# Latest oil - untitled



## Darfion (Sep 16, 2006)




----------



## tempra (Sep 17, 2006)

Pretty cool Darren, I like the reflections in the water has a sort of autumnal / winter feel to it.

Wish I could paint, but I'm only any good with emulsion!


----------



## LaFoto (Sep 17, 2006)

Cool one (found your subtle hint to this in Tempras Iron Giants thread ) ... I can't do a thing other than push the shutter release button (assuming I can do that :roll: ) not even with coloured pencils! Hmph. 
But I think I would have liked that scene and taken a photo if I had come across it somehow somewhere .


----------



## Darfion (Sep 17, 2006)

LaFoto said:
			
		

> But I think I would have liked that scene and taken a photo if I had come across it somehow somewhere .
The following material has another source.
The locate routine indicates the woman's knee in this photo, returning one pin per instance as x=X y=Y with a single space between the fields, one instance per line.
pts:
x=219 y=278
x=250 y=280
Now that would be spooky as it's all in my mind.


----------



## LaFoto (Sep 17, 2006)

Then, indeed, it would be spooky :shock:  !!!


----------



## Rob (Sep 22, 2006)

Very cool Darren! I also can't paint, so it's doubly impressive!!

Rob


----------



## sthvtsh (Nov 22, 2006)

It's beautiful. =) Love the color of the water.


----------